Quality counts! Watch for signs that the quadriceps muscle is working to insure you are strengthening the correct muscles and not "cheating" by substituting with healthier muscles.

  • Lay on your back with your right / left leg extended and your opposite knee bent.

  • Tense the muscles in the front of your right / left thigh. You should see either your knee cap slide up or increased dimpling just above the knee. Your thigh may even quiver.

  • Tighten these muscles even more and raise your leg 4 to 6 inches off the floor. Hold for __________ seconds.

  • Keeping these muscles tense, lower your leg.

  • Relax the muscles slowly and completely in between each repetition.

Repeat __________ times. Complete this exercise __________ times per day.

ExitCare Image STRENGTH - Quad/VMO, Isometric

  • Sit in a chair with your right / left knee slightly bent. With your fingertips, feel the VMO muscle just above the inside of your knee. The VMO is important in controlling the position of your kneecap.

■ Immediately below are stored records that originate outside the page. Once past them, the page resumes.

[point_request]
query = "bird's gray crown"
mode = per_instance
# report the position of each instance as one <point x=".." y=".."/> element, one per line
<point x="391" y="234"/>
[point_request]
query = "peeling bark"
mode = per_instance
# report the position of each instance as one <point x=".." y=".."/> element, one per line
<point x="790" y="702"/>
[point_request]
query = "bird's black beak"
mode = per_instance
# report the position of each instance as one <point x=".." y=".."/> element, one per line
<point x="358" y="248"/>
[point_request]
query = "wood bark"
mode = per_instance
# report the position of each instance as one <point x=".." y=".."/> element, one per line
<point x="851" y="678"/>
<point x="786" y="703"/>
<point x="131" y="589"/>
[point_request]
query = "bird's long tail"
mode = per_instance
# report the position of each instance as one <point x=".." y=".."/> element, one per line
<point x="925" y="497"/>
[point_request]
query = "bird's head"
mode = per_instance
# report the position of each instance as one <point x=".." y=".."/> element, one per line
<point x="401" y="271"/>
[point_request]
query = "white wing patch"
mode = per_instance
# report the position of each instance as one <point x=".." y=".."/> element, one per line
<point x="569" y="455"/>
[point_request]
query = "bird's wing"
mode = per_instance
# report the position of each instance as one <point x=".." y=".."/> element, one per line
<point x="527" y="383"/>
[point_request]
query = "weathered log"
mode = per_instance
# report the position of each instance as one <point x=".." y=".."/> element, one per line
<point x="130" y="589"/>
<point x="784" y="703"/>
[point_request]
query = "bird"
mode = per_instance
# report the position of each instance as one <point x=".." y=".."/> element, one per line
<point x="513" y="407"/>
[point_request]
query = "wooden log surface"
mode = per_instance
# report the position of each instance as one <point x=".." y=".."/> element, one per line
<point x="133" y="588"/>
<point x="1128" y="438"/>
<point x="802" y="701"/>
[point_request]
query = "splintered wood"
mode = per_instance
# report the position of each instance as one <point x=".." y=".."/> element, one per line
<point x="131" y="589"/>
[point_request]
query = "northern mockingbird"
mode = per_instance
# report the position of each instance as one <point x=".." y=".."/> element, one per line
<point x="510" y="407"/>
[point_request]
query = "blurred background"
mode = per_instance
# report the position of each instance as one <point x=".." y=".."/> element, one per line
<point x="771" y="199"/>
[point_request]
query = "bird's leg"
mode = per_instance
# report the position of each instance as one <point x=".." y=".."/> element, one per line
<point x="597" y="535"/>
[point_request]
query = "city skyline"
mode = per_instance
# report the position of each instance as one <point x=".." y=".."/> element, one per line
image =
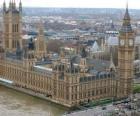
<point x="133" y="4"/>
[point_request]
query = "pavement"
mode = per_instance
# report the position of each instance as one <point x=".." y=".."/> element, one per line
<point x="121" y="109"/>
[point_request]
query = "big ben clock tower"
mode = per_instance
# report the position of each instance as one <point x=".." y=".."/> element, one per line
<point x="125" y="57"/>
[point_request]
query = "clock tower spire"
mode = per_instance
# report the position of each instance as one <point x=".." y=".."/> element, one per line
<point x="125" y="57"/>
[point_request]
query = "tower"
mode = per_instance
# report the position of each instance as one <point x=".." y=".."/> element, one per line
<point x="125" y="57"/>
<point x="40" y="43"/>
<point x="12" y="21"/>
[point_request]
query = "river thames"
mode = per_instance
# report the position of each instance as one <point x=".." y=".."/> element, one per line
<point x="13" y="103"/>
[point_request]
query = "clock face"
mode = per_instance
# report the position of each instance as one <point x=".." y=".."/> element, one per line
<point x="121" y="42"/>
<point x="130" y="42"/>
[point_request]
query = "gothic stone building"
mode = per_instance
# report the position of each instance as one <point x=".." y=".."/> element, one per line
<point x="68" y="80"/>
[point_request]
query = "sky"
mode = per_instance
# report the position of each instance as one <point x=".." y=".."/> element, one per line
<point x="134" y="4"/>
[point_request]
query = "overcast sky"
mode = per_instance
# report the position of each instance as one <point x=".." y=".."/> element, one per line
<point x="135" y="4"/>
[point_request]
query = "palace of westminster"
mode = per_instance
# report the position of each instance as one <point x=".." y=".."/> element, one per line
<point x="68" y="80"/>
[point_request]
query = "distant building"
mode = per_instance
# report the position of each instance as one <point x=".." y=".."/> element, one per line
<point x="71" y="79"/>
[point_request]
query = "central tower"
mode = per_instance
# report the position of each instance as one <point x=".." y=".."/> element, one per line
<point x="12" y="20"/>
<point x="126" y="57"/>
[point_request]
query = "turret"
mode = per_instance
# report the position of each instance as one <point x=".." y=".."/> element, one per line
<point x="10" y="5"/>
<point x="112" y="65"/>
<point x="20" y="6"/>
<point x="4" y="7"/>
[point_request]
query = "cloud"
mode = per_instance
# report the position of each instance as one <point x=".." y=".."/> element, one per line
<point x="81" y="3"/>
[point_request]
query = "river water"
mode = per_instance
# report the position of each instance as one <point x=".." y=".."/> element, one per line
<point x="13" y="103"/>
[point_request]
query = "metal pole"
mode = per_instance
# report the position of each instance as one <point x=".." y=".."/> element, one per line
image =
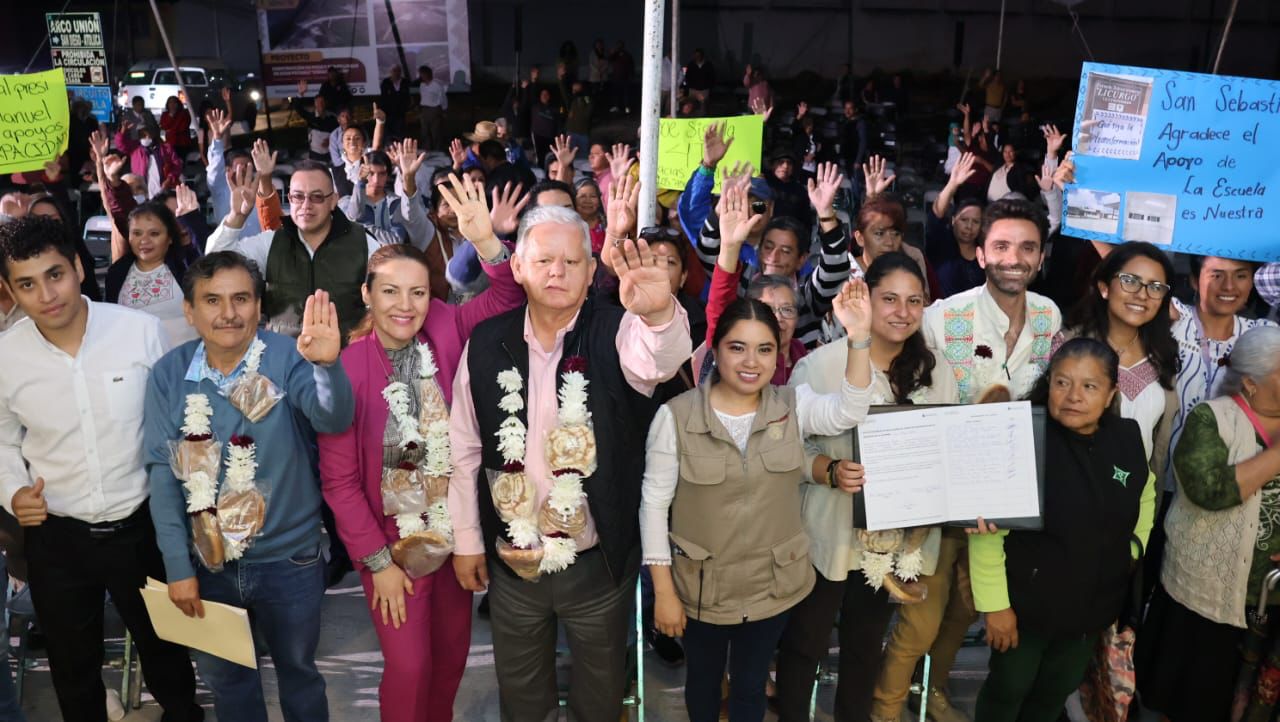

  • Keeping your fingertips on this muscle. Without actually moving your leg, attempt to drive your knee down as if straightening your leg. You should feel your VMO tense. If you have a difficult time, you may wish to try the same exercise on your healthy knee first.

  • Tense this muscle as hard as you can without increasing any knee pain.

  • Hold for __________ seconds. Relax the muscles slowly and completely in between each repetition.

Repeat __________ times. Complete exercise __________ times per day.